Tuesday, July 19, 2005

School district funds spent on teaching questionable subject matter

No, I'm not talking about teaching creation or intelligent design. It's not THAT stupid. But the San Bernadino school district seems to be missing a piece of the puzzle in their quest to to improve black students' academic performance, send more of them to college, and have fewer dropouts. Their solution is to teach "ebonics."

Mary Texeira, a sociology professor at Cal State San Bernardino, commended the San Bernardino Board of Education for approving the policy in June.

Texeira suggested that including Ebonics in the program would be beneficial for students. Ebonics, a dialect of American English that is spoken by many blacks throughout the country, was recognized as a separate language in 1996 by the Oakland school board.

"Ebonics is a different language, it's not slang as many believe,' Texeira said. "For many of these students Ebonics is their language, and it should be considered a foreign language. These students should be taught like other students who speak a foreign language.'

Okay, even if it wasn't just slang, aren't other students who speak a foreign language taught ENGLISH, not the foreign language they already speak? Isn't speaking regular English pretty essential to success in academic performance, college, getting a job and that sort of thing? Maybe I'm confused by the description of the class. Maybe it is essentially a mis-labled English as a second language class. If that's the case I can see the point. But is that the case?


  • Also, foreign students come from foreign countries where everyone speaks a foreign language. When they get here it is (debatably) healthy to have some instruction in foreign language.

    African Americans live here and are exposed to proper English all of the time. Lack of language skills is a disaster for succeeding in America (even having certain accents is damaging if you move out of the accented region). Encouraging main stream acceptance of non-main stream languages for a certain percentage of the population is just asking for that part of the population to fail. It is like requesting the reinstatement of segregation.

    By Blogger PaulNoonan, at 11:18 AM  

  • The article doesn't really tell us much. Apparently there's been a pilot Ebonics program, but the article doesn't give us specifics about how that program is different from the way other students in the district are taught, or tell us anything about whether students enrolled in that have seen any significant changes on their test scores, school attendance, or any other measurable outcome.

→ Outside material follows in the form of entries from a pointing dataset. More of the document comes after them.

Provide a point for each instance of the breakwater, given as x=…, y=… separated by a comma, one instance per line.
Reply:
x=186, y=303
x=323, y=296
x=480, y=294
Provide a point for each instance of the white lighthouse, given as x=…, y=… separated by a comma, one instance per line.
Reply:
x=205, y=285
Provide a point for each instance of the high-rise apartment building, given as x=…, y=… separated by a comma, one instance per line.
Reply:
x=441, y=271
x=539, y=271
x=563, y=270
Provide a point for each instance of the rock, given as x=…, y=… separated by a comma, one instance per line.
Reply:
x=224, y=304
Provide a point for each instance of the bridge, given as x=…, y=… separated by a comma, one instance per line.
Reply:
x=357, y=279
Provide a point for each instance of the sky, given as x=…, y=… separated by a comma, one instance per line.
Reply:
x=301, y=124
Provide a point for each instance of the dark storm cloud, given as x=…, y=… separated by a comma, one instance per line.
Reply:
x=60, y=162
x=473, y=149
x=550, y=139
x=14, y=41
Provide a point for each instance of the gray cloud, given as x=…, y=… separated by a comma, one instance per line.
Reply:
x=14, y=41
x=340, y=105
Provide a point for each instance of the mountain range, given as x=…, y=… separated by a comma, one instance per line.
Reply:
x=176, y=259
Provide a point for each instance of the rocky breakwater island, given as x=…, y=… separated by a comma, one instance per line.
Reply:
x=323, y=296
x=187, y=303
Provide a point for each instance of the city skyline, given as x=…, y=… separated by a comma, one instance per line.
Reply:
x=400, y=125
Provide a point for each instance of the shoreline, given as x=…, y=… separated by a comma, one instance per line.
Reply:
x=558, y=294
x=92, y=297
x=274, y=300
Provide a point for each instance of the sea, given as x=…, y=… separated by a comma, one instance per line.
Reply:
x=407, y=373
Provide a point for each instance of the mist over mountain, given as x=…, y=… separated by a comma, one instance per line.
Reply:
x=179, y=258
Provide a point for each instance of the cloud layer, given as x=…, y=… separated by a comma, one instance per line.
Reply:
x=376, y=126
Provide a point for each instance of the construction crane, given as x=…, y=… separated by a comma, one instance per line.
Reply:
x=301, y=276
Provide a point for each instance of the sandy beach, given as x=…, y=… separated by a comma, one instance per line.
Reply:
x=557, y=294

I always thought the whole point of a pilot program was to test its effectiveness, but I see nothing in the article to indicate whether that has happened.

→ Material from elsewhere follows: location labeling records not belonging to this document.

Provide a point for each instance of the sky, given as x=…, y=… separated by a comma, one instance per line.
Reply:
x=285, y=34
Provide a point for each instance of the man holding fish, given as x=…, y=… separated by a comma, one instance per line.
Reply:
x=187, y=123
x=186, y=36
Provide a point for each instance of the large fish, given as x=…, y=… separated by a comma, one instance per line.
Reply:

    By Blogger MDS, at 12:30 PM  

  • I always thought the whole point of teaching English in schools is so that as many people in the country have a common language so we can all understand each other rather than fragmenting into various dialects which obstruct productivity.

    By Anonymous Scott H, at 2:14 PM  

  • Me too.

    By Blogger PaulNoonan, at 2:52 PM  

  • Maybe the program will be an ESL program of sorts. When you think of the evolution of language and compare languages that have evolved out of the same mother tounge, you see what defines them as a seperate language. Often the differences between languages such as Dutch, German, and Danish or Italian and Spanish are slight: different conjugation of the verb, a different spelling, a different accent. When you compare these things to Ebonics, you see that in time, it too has the makings of a new language. I'm not saying that the district should actually offer classes in Ebonics, but ESL type instruction may be more beneficial than standardized English classes. I personally think that it would be a waste of money to actually offer classes in Ebonics, as anyone who succeeds in classes taught in Ebonics will still fail in the economy of America.